Questions about Vmax Express in relation to E. coli

  • Is Vmax™ Express related to E. coli?

    Vmax™ Express and E. coli are gram negative prokaryotic bacteria. However, Vmax™ Express is derived from a different bacterial species. It is not related to E. coli and represents a novel, alternative host strain for molecular biology.
  • Do you have any data comparing protein expression in Vmax™ Express cells and E. coli?

    In nearly all instances we have examined to date, recombinant protein expression in Vmax™ Express cells is superior (e.g. expression is faster, proteins exhibit increased solubility, larger quantities of biomass and protein are generated) in comparison to the expression of the same recombinant proteins in BL21 cells.
  • My protein is expressed as an inclusion body using E. coli. Will it be soluble in Vmax™ Express?

    We are able to express proteins in Vmax™ Express that do not express in E. coli. However, as each protein and set of expression conditions are unique, it is not possible to guarantee that a protein that is insoluble in E. coli will be soluble in Vmax™ Express. Regardless, Vmax™ Express is a novel host and may alleviate the solubility challenges associated with E. coli.
  • We find that protein expression in E. coli is improved with longer (overnight) and cooler (~20°C) expression incubations rather than maintaining cultures at 37°C after induction. Are there analogous data for Vmax™ Express?

    For optimal growth, express proteins in Vmax™ Express at 30°C. If needed, lower temperatures can be used as Vmax™ Express can grow at temperatures as low as room temperature and as high as 45°C.
  • How does Vmax™ codon usage compare to E. coli?

    Although Vmax™ has a different codon usage distribution than E. coli, the differences are minor. Proteins optimized for E. coli do not need to be re-optimized for Vmax™ Express. If you are preparing a new construct for expression in Vmax™ Express, codon optimization to Vmax™ Express may be beneficial. A codon usage table comparing Vmax™ with E. coli is available on the SGI-DNA website
  • Should I modify my lysis and pelleting steps (shorter/longer sonication/centrifugation compared to BL21)?
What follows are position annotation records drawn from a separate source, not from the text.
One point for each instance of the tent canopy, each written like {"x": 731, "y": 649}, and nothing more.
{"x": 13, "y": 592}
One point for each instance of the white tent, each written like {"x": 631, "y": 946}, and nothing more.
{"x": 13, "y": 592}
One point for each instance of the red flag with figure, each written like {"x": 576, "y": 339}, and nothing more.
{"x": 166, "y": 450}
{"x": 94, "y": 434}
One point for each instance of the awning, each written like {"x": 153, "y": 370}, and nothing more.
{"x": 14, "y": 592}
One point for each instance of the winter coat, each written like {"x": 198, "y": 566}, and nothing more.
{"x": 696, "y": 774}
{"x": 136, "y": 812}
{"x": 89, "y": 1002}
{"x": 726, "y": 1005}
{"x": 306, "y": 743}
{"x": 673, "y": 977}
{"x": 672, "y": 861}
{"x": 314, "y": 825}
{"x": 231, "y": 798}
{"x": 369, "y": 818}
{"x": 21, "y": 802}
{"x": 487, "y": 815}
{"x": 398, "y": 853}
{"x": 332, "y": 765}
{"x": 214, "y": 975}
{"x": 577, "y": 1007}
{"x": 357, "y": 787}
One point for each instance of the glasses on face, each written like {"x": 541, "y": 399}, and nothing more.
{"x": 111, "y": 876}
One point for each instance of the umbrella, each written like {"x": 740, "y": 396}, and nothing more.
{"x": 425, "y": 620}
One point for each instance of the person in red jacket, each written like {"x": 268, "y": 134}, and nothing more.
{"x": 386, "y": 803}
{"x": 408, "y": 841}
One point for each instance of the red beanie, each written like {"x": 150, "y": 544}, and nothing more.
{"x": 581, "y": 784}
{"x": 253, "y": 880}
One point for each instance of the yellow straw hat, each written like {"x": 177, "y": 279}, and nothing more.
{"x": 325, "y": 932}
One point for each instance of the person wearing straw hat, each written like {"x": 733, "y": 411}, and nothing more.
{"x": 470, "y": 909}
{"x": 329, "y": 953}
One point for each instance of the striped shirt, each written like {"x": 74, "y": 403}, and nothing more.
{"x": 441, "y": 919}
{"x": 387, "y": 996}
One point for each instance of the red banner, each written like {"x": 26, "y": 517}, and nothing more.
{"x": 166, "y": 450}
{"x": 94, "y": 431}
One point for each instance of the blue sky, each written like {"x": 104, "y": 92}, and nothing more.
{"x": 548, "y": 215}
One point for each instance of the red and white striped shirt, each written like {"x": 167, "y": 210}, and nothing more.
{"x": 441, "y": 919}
    Vmax™ Express is a gram-negative bacterium, similar to E. coli. Lysis conditions used for E. coli are sufficient. Vmax™ Express lysis does not require the addition of a nuclease since Vmax™ Express cells do not exhibit viscosity due to the release of genomic DNA that tends to be troublesome in BL21(DE3)pLysS cells.
  • Are proteins in Vmax™ trafficked differently from E. coli? Are the recombinant proteins expressed in Vmax™ found in the cytoplasm or the periplasm?

    Like E. coli, proteins with N-terminal secretion tags can be directed to the periplasm through the Sec or TAT pathways.
  • Does Vmax™ use a starting methionine like E. coli?

    Yes, Vmax™ starts protein synthesis with an initial Methionine residue similar to E. coli.
  • How well does Vmax™ retain plasmids over time?

    Plasmid retention depends upon many factors including the specific origin of replication, and the degree to which the DNA cloned into the plasmid poses a metabolic burden and/or toxicity to the cell. We know that RSF1010-based plasmids are generally very stable, and can be found in a cell population in the absence of antibiotics for several passages. It is much easier to cure plasmids based on the pUC19 or p15a origins (plasmid-free colonies can be isolated by screening a handful of clones after 1-2 passages).
  • Why are proteins more soluble in Vmax™ Express?

    The specific properties of Vmax™ Express that allow proteins to be more soluble are not well understood at this time. Because Vmax™ is a different species, the intracellular environment is different from other bacterial strains used for protein expression. These differences appear to allow Vmax™ Express to produce high levels of soluble protein.

    Although we have observed that a number of proteins are highly expressed in active, soluble form in Vmax™ Express but are directed to insoluble inclusion bodies in E. coli, we do not expect that this will be the case for all proteins.